The culture of Babylon, its impressive architecture, flourishing arts and education have sparked many myths and legends. It is believed that in the ancient city existed the legendary “Hanging Gardens of Babylon,” which were terraced gardens of celestial beauty that were maintained by an automated watering mechanism. This garden was cited as one of the Seven Wonders of the Ancient World by the historian Herodotus.

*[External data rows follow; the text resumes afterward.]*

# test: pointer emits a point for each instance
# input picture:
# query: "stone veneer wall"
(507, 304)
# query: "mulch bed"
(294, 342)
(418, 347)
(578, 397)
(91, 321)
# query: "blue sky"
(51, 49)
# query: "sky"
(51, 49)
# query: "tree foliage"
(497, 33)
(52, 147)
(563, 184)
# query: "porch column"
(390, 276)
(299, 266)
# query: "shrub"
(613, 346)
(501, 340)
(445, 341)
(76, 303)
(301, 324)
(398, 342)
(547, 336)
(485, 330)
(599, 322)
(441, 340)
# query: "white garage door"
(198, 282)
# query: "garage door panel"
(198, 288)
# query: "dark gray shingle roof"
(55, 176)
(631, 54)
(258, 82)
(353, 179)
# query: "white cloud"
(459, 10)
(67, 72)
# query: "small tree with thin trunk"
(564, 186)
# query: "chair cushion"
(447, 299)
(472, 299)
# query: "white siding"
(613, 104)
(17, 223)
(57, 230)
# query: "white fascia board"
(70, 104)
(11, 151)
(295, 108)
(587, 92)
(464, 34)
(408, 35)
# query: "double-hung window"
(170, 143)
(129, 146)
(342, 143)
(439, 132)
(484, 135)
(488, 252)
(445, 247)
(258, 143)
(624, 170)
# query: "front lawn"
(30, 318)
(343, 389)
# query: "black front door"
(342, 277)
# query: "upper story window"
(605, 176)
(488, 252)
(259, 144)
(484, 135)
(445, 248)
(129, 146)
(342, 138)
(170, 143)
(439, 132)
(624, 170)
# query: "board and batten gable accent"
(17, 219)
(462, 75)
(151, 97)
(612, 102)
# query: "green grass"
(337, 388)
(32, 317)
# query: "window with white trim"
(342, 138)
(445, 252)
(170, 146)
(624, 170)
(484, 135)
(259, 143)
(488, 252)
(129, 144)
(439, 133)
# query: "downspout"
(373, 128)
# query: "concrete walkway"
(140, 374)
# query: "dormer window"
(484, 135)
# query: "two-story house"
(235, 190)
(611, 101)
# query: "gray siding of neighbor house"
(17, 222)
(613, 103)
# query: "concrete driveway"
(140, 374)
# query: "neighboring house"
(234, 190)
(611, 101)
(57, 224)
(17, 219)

Babylon’s greatest claim to fame is the numerous mentions it finds in the Bible. The most notable among these is the one in the Book of Genesis, in which humans attempt to build the Tower of Babel after the Great Flood. The tower was an attempt to reach the heavens, but God became angry with the builders, causing them to speak in different language and creating confusion that did not allow them to complete the tower. The Hebrews believe that the city may have been named after the Hebrew word Bavel meaning confusion. Babylon also features prominently in the books of Daniel, Isaiah, Jeremiah, and in the Book of Revelation.